# Bobber with a brain.



## buckeyelake08 (Apr 26, 2008)

Has anyone seen these? Do they really work. Anyone own one and want to shed some insight, I just ordered some. Go to GOOGLE or YOUTUBE or just go to bobberwithabrain.com..


Thank you,

BL08


----------



## MuskieJim (Apr 11, 2007)

Just checked it out....seems pretty cool. I'd like to try one out sometime. Let me know how they work out for ya.


----------



## OSU_Fisherman (Mar 1, 2007)

Looks like a pretty cool invention. Let us know how they work for you.


----------



## buckeyelake08 (Apr 26, 2008)

I will definitely let you know how they work, The cool thing is you rig it to your specifications.
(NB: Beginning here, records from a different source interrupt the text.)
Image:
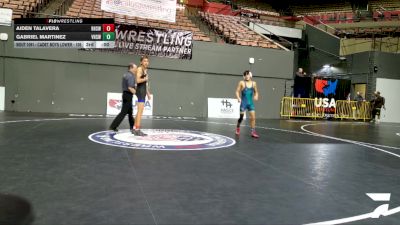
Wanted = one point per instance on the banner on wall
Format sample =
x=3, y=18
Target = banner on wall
x=140, y=40
x=114, y=104
x=150, y=9
x=327, y=91
x=223, y=108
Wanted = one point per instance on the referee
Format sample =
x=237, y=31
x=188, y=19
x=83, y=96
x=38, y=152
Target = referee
x=128, y=88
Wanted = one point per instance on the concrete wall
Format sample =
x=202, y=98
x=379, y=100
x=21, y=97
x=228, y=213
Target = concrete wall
x=76, y=81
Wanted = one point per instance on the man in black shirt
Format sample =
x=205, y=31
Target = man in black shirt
x=128, y=89
x=377, y=103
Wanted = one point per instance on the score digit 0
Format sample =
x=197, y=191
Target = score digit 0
x=108, y=27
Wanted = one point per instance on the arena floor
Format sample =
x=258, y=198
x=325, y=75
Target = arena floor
x=297, y=172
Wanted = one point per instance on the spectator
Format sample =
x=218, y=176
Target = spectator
x=377, y=104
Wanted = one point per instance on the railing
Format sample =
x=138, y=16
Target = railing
x=300, y=107
x=353, y=110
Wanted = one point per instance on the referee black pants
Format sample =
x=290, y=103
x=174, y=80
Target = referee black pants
x=126, y=109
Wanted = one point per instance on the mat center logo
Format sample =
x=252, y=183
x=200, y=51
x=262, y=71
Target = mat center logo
x=163, y=139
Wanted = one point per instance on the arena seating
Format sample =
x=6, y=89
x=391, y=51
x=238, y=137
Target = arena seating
x=235, y=32
x=91, y=9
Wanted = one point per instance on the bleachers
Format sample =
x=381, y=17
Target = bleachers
x=386, y=4
x=92, y=9
x=319, y=9
x=367, y=32
x=23, y=8
x=234, y=32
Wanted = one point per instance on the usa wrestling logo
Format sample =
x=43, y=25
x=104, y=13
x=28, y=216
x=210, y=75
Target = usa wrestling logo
x=325, y=86
x=163, y=139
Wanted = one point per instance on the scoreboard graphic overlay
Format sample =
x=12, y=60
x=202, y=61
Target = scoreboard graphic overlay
x=64, y=33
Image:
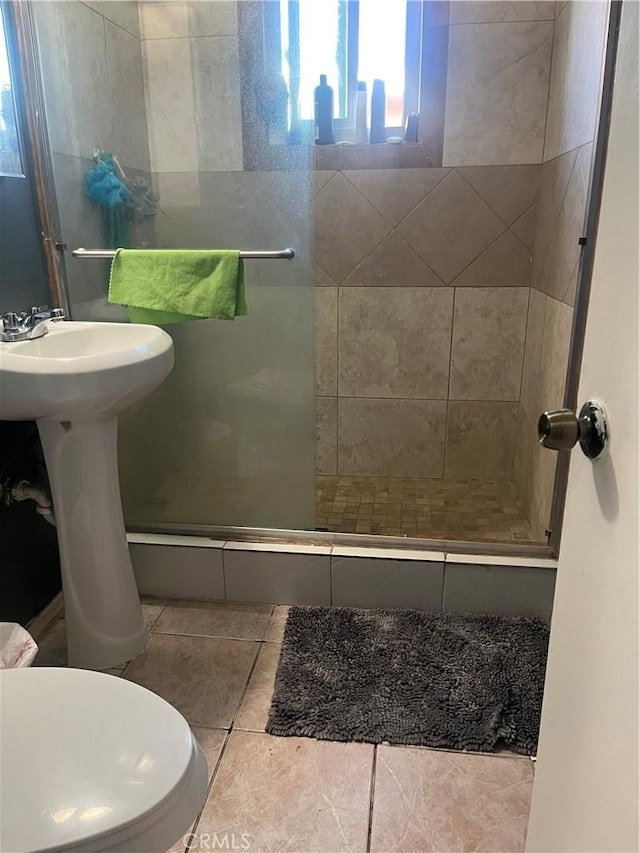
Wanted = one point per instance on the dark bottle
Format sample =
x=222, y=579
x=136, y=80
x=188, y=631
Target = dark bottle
x=378, y=106
x=323, y=104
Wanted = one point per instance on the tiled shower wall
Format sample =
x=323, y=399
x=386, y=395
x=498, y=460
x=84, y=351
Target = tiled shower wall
x=575, y=86
x=424, y=273
x=92, y=73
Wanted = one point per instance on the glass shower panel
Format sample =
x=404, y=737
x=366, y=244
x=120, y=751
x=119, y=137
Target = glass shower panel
x=173, y=91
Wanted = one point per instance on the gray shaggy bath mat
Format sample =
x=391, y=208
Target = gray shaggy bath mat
x=451, y=680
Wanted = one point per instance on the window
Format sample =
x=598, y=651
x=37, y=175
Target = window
x=10, y=160
x=349, y=41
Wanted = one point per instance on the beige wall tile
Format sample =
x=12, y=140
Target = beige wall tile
x=481, y=440
x=394, y=342
x=326, y=299
x=523, y=461
x=291, y=794
x=185, y=78
x=326, y=435
x=171, y=105
x=393, y=263
x=78, y=105
x=553, y=187
x=347, y=227
x=177, y=19
x=575, y=86
x=556, y=337
x=497, y=86
x=564, y=251
x=508, y=190
x=488, y=343
x=395, y=192
x=163, y=19
x=213, y=17
x=525, y=227
x=492, y=11
x=202, y=677
x=451, y=227
x=505, y=263
x=434, y=801
x=530, y=391
x=216, y=83
x=403, y=438
x=124, y=58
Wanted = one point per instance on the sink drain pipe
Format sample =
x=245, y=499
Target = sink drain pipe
x=26, y=491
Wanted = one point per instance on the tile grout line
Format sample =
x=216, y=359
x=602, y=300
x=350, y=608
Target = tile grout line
x=372, y=795
x=192, y=831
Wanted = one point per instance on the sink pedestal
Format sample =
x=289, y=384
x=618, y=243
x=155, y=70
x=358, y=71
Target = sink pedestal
x=104, y=619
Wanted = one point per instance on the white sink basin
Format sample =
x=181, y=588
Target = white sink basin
x=80, y=371
x=73, y=381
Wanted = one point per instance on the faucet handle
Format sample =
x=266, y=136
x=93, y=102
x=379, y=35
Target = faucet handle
x=11, y=321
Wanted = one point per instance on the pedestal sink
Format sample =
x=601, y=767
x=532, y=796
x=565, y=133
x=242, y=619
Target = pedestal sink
x=73, y=381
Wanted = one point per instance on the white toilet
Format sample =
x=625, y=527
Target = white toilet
x=93, y=762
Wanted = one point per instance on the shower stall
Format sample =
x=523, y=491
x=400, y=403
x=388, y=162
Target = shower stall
x=386, y=383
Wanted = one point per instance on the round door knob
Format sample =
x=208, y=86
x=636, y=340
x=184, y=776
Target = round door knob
x=558, y=429
x=561, y=429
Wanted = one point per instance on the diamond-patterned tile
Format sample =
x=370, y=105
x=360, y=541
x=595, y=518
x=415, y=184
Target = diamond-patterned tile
x=395, y=192
x=564, y=250
x=489, y=325
x=525, y=226
x=505, y=263
x=553, y=186
x=508, y=190
x=393, y=263
x=394, y=342
x=347, y=228
x=451, y=227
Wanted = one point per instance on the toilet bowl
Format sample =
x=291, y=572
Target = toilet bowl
x=92, y=762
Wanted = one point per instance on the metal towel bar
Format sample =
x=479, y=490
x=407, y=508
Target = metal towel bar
x=286, y=254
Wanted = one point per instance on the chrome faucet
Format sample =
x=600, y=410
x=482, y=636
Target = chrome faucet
x=27, y=325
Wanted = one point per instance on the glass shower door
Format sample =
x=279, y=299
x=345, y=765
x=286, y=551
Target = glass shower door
x=177, y=91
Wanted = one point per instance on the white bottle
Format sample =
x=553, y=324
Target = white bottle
x=361, y=112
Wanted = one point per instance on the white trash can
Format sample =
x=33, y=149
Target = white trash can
x=17, y=646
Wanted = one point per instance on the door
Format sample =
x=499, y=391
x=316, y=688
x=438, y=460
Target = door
x=585, y=795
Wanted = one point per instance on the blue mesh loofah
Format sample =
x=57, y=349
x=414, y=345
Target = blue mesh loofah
x=104, y=186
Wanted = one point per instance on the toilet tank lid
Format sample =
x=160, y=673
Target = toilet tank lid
x=83, y=753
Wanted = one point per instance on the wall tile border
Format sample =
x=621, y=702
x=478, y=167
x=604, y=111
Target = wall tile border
x=334, y=575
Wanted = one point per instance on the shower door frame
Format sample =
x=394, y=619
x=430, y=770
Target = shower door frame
x=37, y=140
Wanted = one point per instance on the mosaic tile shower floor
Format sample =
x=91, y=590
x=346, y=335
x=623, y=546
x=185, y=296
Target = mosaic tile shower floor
x=482, y=510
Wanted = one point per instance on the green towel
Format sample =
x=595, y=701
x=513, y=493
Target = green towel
x=174, y=285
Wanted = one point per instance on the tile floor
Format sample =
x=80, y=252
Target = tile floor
x=480, y=510
x=216, y=663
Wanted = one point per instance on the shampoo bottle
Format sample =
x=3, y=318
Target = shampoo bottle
x=378, y=105
x=361, y=112
x=323, y=104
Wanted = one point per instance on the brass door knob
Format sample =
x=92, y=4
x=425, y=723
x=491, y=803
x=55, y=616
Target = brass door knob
x=561, y=429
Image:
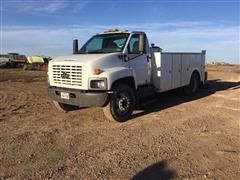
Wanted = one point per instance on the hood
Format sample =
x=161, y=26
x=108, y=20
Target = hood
x=83, y=58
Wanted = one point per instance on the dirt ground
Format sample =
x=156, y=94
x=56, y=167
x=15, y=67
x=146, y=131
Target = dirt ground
x=173, y=137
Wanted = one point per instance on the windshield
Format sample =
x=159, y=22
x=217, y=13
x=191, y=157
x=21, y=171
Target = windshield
x=105, y=43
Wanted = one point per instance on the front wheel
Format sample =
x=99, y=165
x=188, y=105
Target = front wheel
x=121, y=104
x=65, y=107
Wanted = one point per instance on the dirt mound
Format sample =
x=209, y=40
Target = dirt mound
x=174, y=137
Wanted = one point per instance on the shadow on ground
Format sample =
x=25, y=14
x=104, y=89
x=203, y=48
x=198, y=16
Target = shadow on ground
x=176, y=97
x=156, y=171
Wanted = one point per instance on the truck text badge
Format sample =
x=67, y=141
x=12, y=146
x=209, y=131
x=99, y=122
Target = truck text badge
x=65, y=75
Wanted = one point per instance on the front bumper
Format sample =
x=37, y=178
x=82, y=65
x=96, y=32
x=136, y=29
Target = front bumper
x=79, y=98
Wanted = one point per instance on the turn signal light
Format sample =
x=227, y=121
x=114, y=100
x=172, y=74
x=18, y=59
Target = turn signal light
x=97, y=71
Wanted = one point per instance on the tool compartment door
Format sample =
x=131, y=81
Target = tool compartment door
x=176, y=70
x=166, y=72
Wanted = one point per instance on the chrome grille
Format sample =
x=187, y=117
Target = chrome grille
x=69, y=75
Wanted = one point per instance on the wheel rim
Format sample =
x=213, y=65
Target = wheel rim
x=122, y=103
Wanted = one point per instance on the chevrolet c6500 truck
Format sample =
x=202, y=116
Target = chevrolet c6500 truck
x=118, y=69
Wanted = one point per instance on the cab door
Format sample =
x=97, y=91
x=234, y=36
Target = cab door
x=138, y=61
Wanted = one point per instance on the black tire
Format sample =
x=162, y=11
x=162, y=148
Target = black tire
x=65, y=107
x=121, y=104
x=192, y=88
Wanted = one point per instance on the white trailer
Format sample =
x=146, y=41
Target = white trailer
x=116, y=69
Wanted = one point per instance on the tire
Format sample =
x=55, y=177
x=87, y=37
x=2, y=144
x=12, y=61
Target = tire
x=192, y=88
x=65, y=107
x=121, y=104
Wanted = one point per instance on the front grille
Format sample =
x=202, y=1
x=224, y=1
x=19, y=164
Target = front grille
x=69, y=75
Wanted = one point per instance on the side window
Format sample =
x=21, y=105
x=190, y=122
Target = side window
x=120, y=42
x=133, y=46
x=96, y=44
I love just fishing a nightcrawler with a bobber, I guess this way will give me a different way to fish.


----------



## SHA (May 5, 2008)

Iv'e used the bobber with a brain for a few years. Yes they do work, have cought many walleye with this bobber. Cool deal


----------



## SHA (May 5, 2008)

I have used the "bobber with a brain" for many years. I can tell you that I have cought many walleye useing this bobber. It puts the bait just off bottom when at rest like described. I"d give it a thumbs up.


----------